In the 1960s scientists recognized that phosphates in water caused eutrophication. There was disagreement at that time about whether water with high phosphate came to have the chemical because of somehow being polluted with it. By the 1970s it was established that high phosphate levels in water were a consequence of pollution. Discussion began about how to respond to the effects of phosphates as a pollutant in both fresh and marine water.

===Marketing===
In the USA, detergent companies claimed it is not cost effective to make separate batches of detergent for the states with phosphate bans, although detergents are typically formulated for local markets. Most have voluntarily removed phosphates from all dishwasher detergent.
According to The Washington Post, phosphorus keeps "minerals from interfering with the cleaning process and prevent food particles from depositing again on dishes." According to Time magazine, "One reason detergent makers have been using large amounts of phosphorus is that it binds with dirt and keeps it suspended in water, allowing the other cleaning agents to do their best work. Phosphorus is especially important in regions with hard water because the presence of lots of minerals can interfere with cleaning agents."

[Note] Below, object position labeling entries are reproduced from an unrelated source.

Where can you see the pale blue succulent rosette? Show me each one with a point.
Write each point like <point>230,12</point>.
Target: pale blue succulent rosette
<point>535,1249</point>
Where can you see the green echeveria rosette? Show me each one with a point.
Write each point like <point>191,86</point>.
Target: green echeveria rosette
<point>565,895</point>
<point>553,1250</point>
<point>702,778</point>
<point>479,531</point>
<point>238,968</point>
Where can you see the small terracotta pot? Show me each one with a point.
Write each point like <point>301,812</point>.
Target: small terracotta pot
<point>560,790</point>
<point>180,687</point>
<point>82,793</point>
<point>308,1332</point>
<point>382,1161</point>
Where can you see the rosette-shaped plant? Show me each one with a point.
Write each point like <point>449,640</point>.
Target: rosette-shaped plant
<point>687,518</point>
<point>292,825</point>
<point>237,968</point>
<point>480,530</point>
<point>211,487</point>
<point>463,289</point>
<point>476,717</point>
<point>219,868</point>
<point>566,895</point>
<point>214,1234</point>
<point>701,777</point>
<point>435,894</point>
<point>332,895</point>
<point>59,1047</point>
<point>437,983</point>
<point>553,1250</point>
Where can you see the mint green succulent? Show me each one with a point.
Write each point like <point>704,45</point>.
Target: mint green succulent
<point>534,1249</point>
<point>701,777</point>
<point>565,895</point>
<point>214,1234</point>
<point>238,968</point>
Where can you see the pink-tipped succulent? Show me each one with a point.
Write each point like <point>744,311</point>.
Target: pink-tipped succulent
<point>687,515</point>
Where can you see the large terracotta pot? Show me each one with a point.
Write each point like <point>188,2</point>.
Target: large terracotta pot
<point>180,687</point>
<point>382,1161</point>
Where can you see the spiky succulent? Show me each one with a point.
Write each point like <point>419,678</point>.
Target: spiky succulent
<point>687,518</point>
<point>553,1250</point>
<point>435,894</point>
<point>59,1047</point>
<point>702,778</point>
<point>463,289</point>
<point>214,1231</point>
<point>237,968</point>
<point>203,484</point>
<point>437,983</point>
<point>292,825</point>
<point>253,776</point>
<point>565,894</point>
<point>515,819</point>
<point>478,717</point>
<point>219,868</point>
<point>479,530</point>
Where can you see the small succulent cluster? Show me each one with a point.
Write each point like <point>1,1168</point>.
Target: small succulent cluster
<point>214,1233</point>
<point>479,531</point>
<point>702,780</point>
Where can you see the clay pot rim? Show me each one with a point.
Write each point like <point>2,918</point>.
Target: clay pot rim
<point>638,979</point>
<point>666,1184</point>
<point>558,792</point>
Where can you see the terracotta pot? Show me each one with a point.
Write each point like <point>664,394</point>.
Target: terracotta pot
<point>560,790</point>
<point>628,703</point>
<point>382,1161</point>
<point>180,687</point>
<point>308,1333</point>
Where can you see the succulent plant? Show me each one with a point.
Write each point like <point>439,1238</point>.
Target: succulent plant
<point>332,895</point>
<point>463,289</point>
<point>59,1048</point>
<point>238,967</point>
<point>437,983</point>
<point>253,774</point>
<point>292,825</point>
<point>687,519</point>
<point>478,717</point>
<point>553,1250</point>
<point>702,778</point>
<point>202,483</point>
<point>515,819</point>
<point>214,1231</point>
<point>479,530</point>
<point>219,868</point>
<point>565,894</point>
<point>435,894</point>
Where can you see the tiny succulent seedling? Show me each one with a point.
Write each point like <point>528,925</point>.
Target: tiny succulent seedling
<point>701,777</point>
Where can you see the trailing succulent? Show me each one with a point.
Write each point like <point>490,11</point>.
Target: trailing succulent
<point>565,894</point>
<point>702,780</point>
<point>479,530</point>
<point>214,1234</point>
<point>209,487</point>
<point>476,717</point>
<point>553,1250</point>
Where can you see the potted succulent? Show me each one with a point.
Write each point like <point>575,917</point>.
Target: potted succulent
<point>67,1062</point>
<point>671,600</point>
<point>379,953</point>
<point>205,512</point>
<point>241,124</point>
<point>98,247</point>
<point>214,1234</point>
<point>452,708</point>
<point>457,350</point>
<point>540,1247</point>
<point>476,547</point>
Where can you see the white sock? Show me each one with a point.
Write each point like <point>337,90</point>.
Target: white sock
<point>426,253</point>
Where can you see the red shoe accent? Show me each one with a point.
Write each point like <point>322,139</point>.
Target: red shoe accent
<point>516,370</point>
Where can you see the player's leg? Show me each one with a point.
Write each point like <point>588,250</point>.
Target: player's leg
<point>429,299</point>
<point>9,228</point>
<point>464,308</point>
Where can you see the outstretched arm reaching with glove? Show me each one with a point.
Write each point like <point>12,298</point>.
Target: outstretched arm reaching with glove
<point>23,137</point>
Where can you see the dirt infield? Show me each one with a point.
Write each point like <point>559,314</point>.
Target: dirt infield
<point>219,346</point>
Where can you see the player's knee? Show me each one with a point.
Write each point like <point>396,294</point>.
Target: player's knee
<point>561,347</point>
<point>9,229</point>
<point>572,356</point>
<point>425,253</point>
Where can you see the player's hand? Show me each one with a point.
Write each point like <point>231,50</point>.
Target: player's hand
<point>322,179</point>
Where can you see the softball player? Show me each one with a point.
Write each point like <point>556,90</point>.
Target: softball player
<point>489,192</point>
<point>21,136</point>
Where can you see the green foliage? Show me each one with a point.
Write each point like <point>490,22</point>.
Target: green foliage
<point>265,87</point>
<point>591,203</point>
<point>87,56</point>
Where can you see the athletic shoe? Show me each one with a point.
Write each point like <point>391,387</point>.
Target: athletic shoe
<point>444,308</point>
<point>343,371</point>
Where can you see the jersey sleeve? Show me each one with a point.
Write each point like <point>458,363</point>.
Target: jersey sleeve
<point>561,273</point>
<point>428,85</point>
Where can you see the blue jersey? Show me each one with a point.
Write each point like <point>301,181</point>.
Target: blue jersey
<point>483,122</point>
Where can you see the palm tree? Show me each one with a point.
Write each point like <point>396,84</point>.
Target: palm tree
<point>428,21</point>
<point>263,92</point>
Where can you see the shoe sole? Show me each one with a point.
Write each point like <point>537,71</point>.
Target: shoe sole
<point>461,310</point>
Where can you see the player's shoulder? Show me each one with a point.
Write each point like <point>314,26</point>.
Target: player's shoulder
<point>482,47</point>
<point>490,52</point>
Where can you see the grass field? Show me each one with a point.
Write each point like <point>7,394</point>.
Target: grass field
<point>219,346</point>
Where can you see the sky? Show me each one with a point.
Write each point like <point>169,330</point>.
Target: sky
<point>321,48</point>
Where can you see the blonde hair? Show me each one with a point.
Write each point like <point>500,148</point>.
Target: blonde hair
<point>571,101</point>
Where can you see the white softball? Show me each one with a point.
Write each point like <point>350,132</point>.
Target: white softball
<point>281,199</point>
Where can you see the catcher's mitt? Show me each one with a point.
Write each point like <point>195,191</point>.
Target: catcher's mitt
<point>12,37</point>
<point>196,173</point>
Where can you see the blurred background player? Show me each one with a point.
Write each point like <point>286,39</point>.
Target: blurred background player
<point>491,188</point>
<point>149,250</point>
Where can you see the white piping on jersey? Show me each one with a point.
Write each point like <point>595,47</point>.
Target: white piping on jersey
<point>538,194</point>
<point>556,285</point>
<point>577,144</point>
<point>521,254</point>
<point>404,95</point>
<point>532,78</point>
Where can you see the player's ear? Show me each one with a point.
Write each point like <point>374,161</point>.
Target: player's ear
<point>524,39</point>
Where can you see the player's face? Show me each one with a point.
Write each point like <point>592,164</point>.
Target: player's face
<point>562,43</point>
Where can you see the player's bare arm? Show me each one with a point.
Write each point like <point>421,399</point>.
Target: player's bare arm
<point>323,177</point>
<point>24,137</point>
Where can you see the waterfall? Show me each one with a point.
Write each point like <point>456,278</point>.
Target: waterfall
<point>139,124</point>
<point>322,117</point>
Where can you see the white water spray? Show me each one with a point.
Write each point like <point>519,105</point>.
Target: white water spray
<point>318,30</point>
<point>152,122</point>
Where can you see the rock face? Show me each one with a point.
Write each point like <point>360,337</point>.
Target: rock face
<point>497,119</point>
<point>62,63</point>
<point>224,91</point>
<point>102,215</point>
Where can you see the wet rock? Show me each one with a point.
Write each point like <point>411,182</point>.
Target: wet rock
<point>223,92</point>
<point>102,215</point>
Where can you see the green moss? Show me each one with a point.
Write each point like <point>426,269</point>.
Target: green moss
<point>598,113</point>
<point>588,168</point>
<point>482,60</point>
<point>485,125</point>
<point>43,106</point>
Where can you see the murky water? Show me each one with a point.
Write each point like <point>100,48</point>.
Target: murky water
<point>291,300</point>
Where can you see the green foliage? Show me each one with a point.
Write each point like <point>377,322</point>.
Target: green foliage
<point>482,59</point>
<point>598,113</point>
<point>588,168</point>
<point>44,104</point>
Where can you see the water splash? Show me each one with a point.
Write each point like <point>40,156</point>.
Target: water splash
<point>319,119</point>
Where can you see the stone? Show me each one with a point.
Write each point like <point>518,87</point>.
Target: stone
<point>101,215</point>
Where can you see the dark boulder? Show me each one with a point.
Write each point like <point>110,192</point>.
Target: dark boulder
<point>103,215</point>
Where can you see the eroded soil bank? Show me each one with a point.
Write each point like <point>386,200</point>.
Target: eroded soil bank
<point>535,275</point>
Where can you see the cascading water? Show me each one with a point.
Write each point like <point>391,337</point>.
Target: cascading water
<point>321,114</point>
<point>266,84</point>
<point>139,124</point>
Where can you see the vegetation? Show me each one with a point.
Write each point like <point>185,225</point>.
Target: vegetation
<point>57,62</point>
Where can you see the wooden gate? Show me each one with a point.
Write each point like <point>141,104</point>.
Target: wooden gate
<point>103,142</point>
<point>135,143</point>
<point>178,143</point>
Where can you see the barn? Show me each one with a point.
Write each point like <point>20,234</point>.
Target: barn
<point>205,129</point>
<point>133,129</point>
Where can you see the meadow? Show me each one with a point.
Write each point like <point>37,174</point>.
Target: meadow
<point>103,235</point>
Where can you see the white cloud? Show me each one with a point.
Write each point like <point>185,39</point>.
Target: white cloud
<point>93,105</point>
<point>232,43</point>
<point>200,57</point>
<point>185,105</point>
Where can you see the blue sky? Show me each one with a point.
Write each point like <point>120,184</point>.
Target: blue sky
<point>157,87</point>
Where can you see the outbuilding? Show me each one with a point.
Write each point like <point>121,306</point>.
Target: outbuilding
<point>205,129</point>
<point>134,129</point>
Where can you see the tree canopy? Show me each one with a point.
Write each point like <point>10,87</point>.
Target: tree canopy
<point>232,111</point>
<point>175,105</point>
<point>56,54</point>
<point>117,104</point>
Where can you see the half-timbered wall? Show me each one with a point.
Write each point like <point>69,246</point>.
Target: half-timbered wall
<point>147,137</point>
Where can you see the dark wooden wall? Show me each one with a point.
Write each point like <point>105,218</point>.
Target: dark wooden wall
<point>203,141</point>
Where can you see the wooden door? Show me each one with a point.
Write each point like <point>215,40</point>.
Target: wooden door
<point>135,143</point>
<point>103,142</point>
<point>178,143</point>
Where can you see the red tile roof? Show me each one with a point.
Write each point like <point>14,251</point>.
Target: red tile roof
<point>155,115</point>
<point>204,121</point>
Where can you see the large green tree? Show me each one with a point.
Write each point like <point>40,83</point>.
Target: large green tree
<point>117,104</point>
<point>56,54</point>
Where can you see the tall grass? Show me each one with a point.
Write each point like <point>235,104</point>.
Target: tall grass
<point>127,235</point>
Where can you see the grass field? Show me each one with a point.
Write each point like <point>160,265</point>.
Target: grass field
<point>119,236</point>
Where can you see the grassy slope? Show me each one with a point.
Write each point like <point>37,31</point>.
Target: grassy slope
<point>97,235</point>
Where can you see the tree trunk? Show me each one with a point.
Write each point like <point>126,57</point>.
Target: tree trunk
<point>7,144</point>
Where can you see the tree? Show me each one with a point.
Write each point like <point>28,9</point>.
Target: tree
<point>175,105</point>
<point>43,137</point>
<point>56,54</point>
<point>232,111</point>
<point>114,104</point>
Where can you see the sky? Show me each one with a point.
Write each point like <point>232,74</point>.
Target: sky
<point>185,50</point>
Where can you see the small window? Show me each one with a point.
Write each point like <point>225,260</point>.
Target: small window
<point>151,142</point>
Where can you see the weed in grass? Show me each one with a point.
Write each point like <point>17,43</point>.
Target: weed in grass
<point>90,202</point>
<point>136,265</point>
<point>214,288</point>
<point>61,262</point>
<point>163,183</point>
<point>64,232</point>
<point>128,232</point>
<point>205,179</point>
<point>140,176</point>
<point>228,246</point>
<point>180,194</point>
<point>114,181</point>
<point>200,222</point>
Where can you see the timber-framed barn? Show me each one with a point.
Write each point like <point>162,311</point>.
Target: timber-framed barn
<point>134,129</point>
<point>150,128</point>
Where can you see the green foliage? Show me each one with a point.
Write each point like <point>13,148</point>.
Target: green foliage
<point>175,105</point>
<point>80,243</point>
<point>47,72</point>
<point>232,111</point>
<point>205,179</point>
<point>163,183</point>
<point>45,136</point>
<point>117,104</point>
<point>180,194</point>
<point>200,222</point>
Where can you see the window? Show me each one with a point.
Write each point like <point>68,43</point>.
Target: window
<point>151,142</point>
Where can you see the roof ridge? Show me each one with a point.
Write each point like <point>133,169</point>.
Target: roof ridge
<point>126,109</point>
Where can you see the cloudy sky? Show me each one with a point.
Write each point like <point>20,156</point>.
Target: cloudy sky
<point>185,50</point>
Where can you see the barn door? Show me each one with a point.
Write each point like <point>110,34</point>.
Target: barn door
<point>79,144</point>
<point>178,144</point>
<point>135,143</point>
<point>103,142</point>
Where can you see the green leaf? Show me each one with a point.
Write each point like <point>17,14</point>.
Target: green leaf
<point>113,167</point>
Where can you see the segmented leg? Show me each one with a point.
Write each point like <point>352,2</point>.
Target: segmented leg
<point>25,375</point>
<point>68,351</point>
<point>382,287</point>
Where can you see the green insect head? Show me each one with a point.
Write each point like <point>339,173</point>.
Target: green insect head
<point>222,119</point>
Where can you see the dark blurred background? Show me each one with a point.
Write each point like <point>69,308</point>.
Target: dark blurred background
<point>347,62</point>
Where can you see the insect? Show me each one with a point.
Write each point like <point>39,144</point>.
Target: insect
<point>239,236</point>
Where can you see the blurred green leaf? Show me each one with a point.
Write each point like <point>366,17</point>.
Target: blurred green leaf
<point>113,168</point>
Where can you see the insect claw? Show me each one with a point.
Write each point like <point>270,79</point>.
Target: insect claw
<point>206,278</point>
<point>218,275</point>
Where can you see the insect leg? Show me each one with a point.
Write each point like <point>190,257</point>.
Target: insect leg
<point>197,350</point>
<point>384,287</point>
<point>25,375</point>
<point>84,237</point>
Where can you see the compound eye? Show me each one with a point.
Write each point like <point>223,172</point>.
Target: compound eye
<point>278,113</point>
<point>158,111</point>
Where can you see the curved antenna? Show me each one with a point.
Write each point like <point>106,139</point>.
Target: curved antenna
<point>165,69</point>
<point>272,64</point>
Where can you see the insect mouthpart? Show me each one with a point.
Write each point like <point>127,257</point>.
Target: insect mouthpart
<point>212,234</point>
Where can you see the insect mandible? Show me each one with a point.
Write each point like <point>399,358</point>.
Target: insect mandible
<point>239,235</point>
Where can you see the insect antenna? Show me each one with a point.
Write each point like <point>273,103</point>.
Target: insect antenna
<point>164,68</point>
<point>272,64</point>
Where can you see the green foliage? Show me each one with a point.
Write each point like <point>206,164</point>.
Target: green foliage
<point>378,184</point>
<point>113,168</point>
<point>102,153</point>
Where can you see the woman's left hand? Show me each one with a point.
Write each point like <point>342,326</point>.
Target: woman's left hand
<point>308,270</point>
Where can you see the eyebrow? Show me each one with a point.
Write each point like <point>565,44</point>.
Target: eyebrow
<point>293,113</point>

===Marketplace response===
Product testing by Consumer Reports found that new detergent formulations without phosphates, but with chemicals such as sodium citrate, polyacrylates, polycarboxylates, and tetrasodium etidronate did not wash dishes as well but were satisfactory replacement products. Similarly, testing found that phosphate bans in laundry detergent led to newer products which did not clean clothes as well but still could compete with the older products containing phosphate.

A 1973 paper in psychology predicted a consumer response from the perspective of removing a behavioral freedom.